I've been a hobby photographer for about 30 years. This should be an exercise for photography students. I would focus on the background, seen on the right side of the image. It's way over-exposed even when you balance the dress color for blue-black. Adjusting for that over-exposure makes the dress even darker, and further away from white-gold. One way to tell the image is over-exposed is to look at bright areas. There's no detail and they bleed into dark areas (creating a halo effect).

Most people take pictures using automatic or “full-program” settings, especially with the advent of smart-phone cameras. The camera adjusts for various lighting conditions based on presets stored in memory. It will measure average light hitting the sensor and adjust color balance and exposure based on a selected preset.

Strong back-lighting, shown in this image, will cause even the best digital sensors to misinterpret the image. The exposure will be off, since automatic settings take an average and adjust settings based on that average. Strong lighting offsets the average.

To further complicate things, different lighting (indoors, outdoors, sunny, cloudy, fluorescent, etc.) changes color balance. Our eyes automatically adjust, and do so very quickly, so we don't notice the difference. Digital image sensors, and film for that matter, respond differently to different types of light. It's difficult to determine lighting conditions simply by looking at the image.

Interestingly, just inverting the image causes the dress to switch from gold-white to blue-black. This makes perfect sense because these are opposite colors in photography. Again, there's not enough of the background to determine if inversion is correct.

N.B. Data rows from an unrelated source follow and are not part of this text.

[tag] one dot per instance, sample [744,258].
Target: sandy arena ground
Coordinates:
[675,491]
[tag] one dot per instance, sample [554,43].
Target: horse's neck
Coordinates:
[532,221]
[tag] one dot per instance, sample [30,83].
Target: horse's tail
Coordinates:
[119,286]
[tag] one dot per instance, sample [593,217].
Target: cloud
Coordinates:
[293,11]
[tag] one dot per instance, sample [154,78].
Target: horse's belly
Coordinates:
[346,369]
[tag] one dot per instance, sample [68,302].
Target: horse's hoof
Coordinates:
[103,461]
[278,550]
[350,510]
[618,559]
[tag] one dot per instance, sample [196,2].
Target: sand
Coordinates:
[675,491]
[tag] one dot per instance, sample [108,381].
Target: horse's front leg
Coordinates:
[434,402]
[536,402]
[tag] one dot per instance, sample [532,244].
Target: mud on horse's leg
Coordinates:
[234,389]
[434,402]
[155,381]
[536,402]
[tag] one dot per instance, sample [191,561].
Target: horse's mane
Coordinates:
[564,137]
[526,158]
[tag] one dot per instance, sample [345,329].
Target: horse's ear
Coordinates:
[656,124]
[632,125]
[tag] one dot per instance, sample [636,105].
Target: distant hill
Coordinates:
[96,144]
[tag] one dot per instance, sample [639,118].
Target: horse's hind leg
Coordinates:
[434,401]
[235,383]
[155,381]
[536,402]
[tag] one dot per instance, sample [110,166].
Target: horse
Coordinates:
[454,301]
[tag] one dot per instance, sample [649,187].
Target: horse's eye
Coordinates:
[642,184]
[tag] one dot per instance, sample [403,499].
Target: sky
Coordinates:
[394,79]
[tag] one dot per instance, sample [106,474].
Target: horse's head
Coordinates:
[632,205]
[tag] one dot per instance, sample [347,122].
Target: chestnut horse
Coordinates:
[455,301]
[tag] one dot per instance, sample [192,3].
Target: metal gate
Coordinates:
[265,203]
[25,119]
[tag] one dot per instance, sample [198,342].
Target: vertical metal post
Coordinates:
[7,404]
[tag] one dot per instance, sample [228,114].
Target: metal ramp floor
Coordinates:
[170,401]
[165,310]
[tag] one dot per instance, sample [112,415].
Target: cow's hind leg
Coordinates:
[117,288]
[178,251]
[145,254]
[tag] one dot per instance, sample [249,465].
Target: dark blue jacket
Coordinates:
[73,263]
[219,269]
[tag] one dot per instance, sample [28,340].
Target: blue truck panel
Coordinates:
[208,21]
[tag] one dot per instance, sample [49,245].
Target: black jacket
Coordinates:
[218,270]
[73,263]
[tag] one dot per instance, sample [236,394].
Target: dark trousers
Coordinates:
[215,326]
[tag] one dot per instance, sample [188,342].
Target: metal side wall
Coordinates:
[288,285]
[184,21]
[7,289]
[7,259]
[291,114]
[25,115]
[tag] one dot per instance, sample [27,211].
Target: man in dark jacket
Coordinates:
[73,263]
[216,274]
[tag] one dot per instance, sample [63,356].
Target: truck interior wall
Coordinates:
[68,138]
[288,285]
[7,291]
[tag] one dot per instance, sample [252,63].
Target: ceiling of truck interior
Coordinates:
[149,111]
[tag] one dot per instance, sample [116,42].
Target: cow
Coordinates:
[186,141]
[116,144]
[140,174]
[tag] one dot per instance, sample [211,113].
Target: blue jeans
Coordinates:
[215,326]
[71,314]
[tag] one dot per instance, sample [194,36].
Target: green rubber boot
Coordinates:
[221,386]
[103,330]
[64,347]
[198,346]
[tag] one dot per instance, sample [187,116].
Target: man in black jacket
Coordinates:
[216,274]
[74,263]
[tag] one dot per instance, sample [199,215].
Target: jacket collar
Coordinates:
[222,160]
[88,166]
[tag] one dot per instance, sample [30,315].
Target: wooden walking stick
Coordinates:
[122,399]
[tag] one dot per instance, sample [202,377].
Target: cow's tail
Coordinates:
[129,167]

Some report it's an optical illusion. Some see a gold-white dress and others see a blue-black dress, even when looking at the original, unprocessed image. Wired reported a quote from neuroscientist Bevil Conway, citing the way our eyes discount some colors. “So people either discount the blue side, in which case they end up seeing white and gold, or discount the gold side, in which case they end up with blue and black.”

Since we don't know original lighting, exposure information, or how much post-processing was done, the dress can be any color your mind wants it to be.